Aiatolá à brasileira

O atual momento vivido pela humanidade no que tange a última peripécia de quem se acha dono do mundo, no mínimo provoca curiosidade em relação à figura dos Aiatolás e a força dominante que exercem no IRÃ. Muito superiores onde a monarquia prevalece. Aliás, em 1979, acabaram com a monarquia que reinava no mencionado país.

Estudando ou pesquisando minimamente sobre condutas e procedimentos de tais líderes religiosos, em especial no tocante a Khomeini e Khamenei que reinaram no Irã de 1979 até o limiar do corrente ano, rigorosamente adotaram linha dura, conservadorismo, tudo controlando, inclusive as forças armadas, o judiciário e a política.

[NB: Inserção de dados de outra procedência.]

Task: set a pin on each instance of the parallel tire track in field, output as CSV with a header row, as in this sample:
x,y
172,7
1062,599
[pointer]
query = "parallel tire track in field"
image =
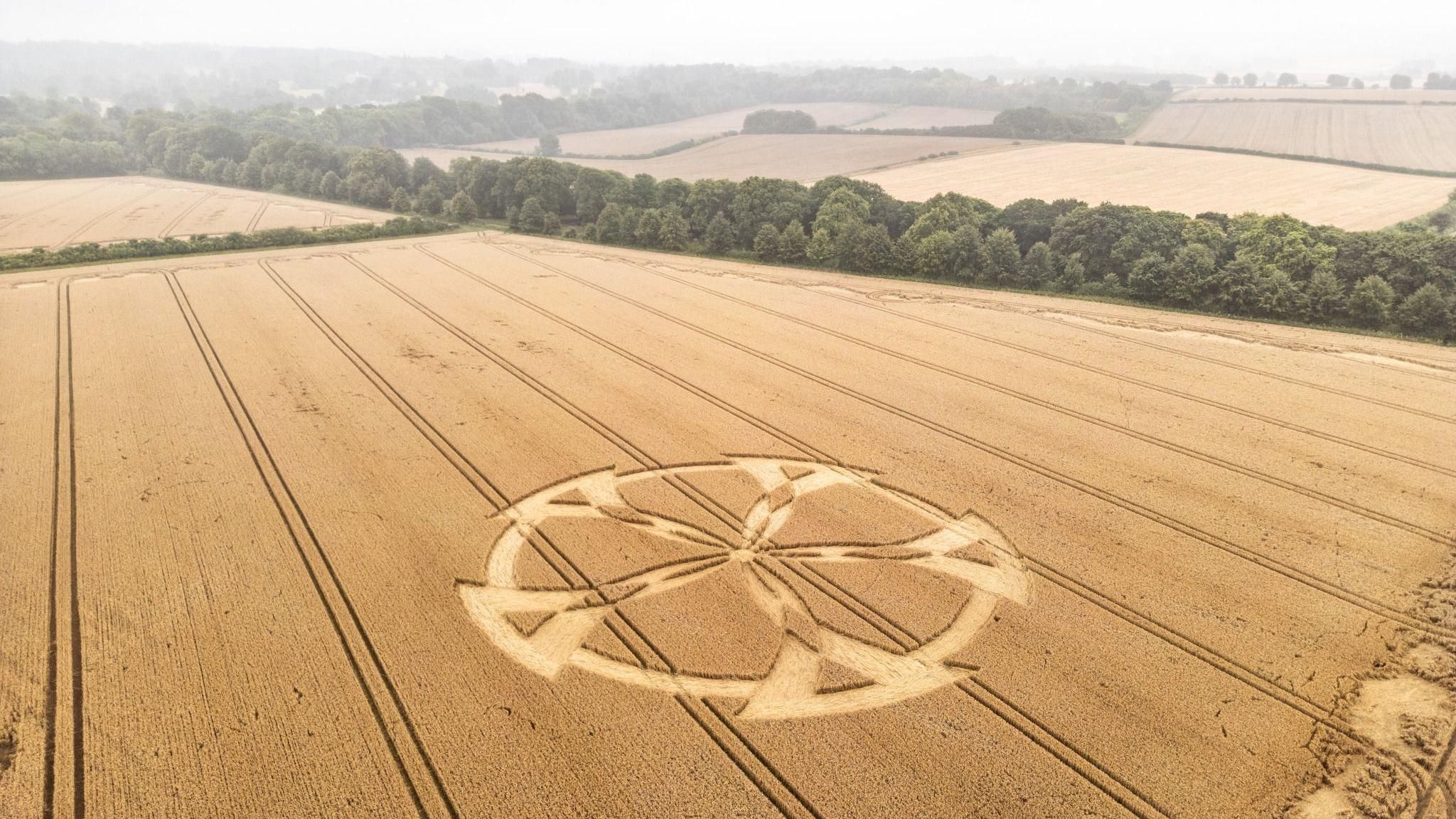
x,y
104,216
172,225
899,634
258,216
1211,459
1062,754
759,770
370,674
1123,378
1264,338
1261,373
57,203
1253,556
65,596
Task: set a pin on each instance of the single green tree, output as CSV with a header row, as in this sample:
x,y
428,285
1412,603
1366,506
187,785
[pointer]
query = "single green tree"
x,y
1324,296
935,255
793,242
766,242
673,233
648,228
1147,277
532,218
1037,269
430,201
718,235
1074,274
1424,312
1004,257
329,187
1371,301
1190,274
462,208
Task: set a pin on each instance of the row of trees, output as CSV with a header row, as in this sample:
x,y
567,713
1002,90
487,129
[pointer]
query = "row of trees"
x,y
1273,267
1400,82
1270,267
85,252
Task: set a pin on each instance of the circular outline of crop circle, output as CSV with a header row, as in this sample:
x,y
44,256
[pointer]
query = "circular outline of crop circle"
x,y
790,688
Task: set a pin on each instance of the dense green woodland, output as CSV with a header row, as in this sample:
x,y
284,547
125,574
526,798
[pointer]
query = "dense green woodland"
x,y
1273,267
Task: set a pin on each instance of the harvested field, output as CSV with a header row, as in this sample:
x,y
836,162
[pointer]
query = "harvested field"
x,y
647,139
1413,97
501,527
786,156
1187,181
63,212
929,117
1403,136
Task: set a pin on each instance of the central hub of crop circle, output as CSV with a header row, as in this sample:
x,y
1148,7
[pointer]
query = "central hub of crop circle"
x,y
749,579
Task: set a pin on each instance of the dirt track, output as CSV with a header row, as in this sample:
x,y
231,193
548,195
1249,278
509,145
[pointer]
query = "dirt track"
x,y
497,527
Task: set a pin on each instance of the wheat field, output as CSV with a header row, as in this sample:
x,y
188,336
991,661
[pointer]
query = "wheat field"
x,y
647,139
55,213
1403,136
1187,181
803,158
481,525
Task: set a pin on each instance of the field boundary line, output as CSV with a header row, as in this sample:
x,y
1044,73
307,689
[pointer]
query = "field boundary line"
x,y
488,490
1261,338
1257,372
1248,471
1289,572
300,531
166,230
258,216
57,203
805,284
104,216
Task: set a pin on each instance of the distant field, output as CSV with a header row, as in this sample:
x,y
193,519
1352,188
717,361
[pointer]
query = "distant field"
x,y
1404,136
788,156
1320,94
929,117
65,212
629,141
1187,181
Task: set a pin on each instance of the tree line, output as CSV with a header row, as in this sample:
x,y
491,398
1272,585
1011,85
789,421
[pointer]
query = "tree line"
x,y
1273,267
1270,267
87,252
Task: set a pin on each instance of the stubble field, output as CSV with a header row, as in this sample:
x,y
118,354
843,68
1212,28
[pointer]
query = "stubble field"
x,y
1404,136
493,527
804,158
54,213
1413,97
1186,181
626,141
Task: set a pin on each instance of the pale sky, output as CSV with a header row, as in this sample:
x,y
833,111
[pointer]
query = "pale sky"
x,y
1235,36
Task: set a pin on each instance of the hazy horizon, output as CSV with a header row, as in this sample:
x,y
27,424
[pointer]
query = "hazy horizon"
x,y
1239,37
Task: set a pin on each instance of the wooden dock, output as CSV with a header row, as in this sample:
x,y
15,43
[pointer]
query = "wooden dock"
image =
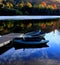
x,y
5,39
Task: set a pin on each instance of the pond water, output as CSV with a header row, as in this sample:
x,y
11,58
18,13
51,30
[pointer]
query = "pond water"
x,y
48,55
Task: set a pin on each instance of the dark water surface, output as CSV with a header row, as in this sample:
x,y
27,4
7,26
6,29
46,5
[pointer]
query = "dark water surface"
x,y
37,56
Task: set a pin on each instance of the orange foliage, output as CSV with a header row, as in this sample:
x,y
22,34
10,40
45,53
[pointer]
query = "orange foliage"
x,y
54,6
43,3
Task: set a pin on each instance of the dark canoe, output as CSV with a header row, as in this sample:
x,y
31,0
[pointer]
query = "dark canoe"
x,y
20,43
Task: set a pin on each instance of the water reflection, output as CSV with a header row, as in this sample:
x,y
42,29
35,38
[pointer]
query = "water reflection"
x,y
51,52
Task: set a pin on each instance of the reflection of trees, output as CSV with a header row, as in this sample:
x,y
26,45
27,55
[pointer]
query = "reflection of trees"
x,y
29,25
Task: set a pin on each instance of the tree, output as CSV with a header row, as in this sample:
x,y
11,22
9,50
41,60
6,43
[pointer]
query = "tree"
x,y
28,4
54,6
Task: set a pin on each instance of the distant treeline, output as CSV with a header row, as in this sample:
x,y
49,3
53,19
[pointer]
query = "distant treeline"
x,y
29,11
9,8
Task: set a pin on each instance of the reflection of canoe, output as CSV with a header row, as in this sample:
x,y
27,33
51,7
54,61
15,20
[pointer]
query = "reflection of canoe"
x,y
34,33
29,42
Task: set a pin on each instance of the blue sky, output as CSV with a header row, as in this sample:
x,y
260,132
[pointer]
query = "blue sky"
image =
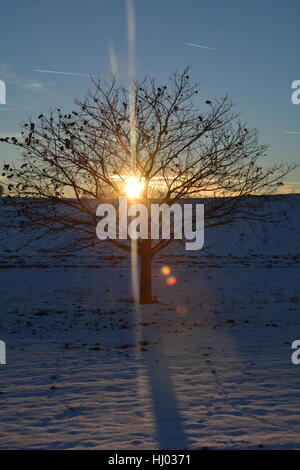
x,y
256,56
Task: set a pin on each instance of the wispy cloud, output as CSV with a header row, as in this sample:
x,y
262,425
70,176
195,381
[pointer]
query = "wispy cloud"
x,y
62,73
199,45
34,86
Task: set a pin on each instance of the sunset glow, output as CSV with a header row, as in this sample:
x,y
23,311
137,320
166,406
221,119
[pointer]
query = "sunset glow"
x,y
133,187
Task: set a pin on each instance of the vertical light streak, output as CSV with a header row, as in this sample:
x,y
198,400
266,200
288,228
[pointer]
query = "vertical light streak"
x,y
112,59
132,88
132,111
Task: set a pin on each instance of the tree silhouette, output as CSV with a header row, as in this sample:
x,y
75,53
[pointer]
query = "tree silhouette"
x,y
178,144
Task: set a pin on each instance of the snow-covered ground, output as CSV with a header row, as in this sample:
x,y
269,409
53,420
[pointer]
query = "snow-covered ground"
x,y
208,366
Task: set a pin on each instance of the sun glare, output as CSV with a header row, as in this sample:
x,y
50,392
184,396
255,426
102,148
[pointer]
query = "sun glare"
x,y
133,187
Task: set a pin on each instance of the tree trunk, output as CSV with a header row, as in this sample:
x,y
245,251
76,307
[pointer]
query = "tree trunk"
x,y
146,273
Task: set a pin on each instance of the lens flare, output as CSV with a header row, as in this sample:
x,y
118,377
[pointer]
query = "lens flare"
x,y
171,281
133,187
181,310
165,270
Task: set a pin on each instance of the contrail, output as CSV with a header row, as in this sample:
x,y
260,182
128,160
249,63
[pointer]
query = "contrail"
x,y
62,73
198,45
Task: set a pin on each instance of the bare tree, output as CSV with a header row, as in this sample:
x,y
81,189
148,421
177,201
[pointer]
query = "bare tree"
x,y
178,144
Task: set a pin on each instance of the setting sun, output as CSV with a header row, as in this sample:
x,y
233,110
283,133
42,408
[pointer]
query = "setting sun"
x,y
133,187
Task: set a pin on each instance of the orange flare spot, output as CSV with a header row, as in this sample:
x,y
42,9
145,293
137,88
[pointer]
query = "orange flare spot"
x,y
165,270
171,281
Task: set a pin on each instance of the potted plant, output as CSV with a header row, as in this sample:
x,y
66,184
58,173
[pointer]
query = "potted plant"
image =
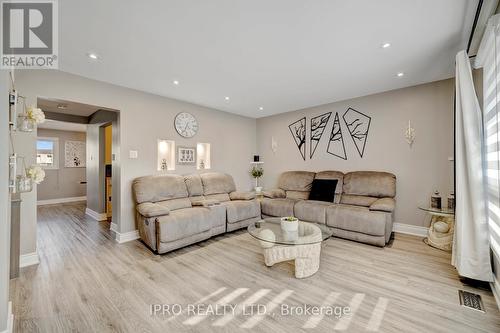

Em todos os níveis, sentidos e comparações, no futebol brasileiro a Sociedade Esportiva Palmeiras e o Clube de Regatas do Flamengo estão à frente e distanciados de todos os demais em percentual quilométrico. Há um abismo enorme a ser vencido e que uns dois ou três se aproximam na tentativa de reduzirem tal distanciamento.

A Sociedade Esportiva Palmeiras já faz um bom tempo, teve a felicidade ou competência de escolher bons e competentes dirigentes e atualmente é comandada pela empresária milionária Leila Pereira e que impõe ao clube um profissionalismo de fazer inveja aos demais. Questões da CREFISA à parte e que não tem implicações com o clube.

O Clube de Regatas do Flamengo contou com a administração Bandeira de Melo para sair do marasmo em que se encontrava, inclusive financeiro, sucedido a seguir pela figura de Rodolfo Landim, passando este o bastão para Luiz Eduardo Baptista.

Landim não era e não foi um presidente simpático, porém inegavelmente foi um vencedor. O episódio repugnante do Ninho do Urubu certamente deve ter sido seu feito mais negativo à frente do clube. Mas sua origem empresarial também não era recomendável.

Chegamos à figura deplorável, repugnante, abominável de Luiz Eduardo Baptista à frente do poderoso clube da gávea e de tantas tradições e conquistas, inclusive de extraordinários dirigentes. Como não lembrar de George Helal, Márcio Braga e Gilberto Cardoso Filho? 0 atual presidente é um péssimo exemplo de dirigente, arrogante em todos ossentidos.

O catarinense FILIPE LUIS Kasmirski, um consagrado futebolista brasileiro que brilhou lá fora por anos e anos, chegando ainda à seleção brasileira, de berço ou do convívio com outros povos, tornou-se portador de esmera educação, com uma polidez pouco vista em futebolistas.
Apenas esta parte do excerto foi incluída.